Below are the highlights and relevant provisions of the CREATE Bill:

A. Corporate Income Tax (CIT)

1. Starting July 01, 2020, CIT rate for corporations will be reduced as follows:

i. Reduced CIT rate of 20% shall be applicable to domestic corporations with net taxable income
not exceeding P5,000,000 and with total assets not exceeding P100 Million (excluding land on
which the business entity’s office, plant and equipment are situated)

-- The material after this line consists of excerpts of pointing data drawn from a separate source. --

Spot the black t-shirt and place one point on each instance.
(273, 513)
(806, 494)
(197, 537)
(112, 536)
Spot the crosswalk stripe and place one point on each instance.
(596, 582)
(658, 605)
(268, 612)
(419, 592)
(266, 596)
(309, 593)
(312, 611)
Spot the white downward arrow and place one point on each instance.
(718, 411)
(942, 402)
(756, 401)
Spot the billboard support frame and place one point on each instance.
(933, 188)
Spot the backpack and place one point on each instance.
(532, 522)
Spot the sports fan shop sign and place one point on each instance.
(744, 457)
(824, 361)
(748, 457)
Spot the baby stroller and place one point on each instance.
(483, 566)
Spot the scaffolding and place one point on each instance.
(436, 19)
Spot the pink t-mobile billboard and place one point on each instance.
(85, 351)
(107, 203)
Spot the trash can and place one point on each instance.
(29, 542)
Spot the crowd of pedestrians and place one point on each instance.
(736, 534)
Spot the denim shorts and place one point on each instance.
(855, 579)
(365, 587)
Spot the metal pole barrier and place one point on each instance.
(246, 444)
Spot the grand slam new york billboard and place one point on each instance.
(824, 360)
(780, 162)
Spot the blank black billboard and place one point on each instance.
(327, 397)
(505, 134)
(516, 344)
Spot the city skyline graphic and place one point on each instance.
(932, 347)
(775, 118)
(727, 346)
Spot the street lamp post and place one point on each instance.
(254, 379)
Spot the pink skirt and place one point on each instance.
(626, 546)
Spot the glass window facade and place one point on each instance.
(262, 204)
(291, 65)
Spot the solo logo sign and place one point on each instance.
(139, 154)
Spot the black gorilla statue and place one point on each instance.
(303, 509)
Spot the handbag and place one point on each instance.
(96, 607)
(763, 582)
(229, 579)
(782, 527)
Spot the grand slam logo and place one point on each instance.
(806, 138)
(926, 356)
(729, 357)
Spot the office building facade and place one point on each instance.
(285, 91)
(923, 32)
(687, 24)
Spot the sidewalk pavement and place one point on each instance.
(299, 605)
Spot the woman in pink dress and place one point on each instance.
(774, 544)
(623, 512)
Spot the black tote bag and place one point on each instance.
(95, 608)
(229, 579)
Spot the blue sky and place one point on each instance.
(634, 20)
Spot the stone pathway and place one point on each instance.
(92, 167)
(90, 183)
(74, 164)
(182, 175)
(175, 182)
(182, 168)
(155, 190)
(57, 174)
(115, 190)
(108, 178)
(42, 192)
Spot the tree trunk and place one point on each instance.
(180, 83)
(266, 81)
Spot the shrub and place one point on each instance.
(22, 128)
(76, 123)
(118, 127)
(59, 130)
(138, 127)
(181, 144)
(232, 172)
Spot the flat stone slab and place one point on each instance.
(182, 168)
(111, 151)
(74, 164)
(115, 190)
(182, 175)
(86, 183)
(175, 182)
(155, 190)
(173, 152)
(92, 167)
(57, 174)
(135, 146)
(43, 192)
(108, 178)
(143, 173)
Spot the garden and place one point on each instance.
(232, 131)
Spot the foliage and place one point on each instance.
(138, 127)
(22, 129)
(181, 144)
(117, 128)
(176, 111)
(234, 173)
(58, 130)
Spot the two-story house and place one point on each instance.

ii. Reduced CIT rate of 25% shall be applicable to all other domestic and foreign corporations.

2. For the period beginning July 01, 2020 until June 30, 2023, minimum corporate income tax rate
shall be 1%, instead of 2%.
3. Improperly accumulated earnings tax is repealed.

B. Preferential tax rates for certain corporations

1. For the period beginning July 01, 2020 until June 30, 2023, non-profit proprietary educational
institutions and hospitals shall be taxed at 1%, instead of 10%.
2. Preferential tax rates/exemption for offshore banking units is repealed.
3. Starting December 31, 2021, regional operating headquarters (ROHQ) will be subject to regular
CIT.

C. Final tax rates in certain passive income

1. Aside, from lotto winnings, winnings from PCSO games amounting to P10,000 or less received by
a nonresident alien individual shall be exempt from income tax.
2. Foreign-sourced dividends received by domestic corporations may be exempt from income tax if
the following conditions are met:

3.

o The dividends are reinvested in the business operations of the domestic corporation in the
Philippines within the next taxable year from date of receipt; and
o The dividends shall be used to funding the working capital requirements, capital expenditures,
dividend payments, investment in domestic subsidiaries and infrastructure project; and
o The domestic corporation holds directly at least 20% of the outstanding shares of the foreign
corporation for a minimum of 2 years at the time of dividends distribution.

3. Interest income earned by a resident foreign corporation (RFC) under the expanded foreign
currency deposit system shall be subject to final tax of 15% (currently 7.5%).
4. Capital gains from sale of shares of stocks not traded in the stock exchange earned by RFC and
nonresident foreign corporation (NRFC) shall be subject to final tax of 15% (currently 5%/10%).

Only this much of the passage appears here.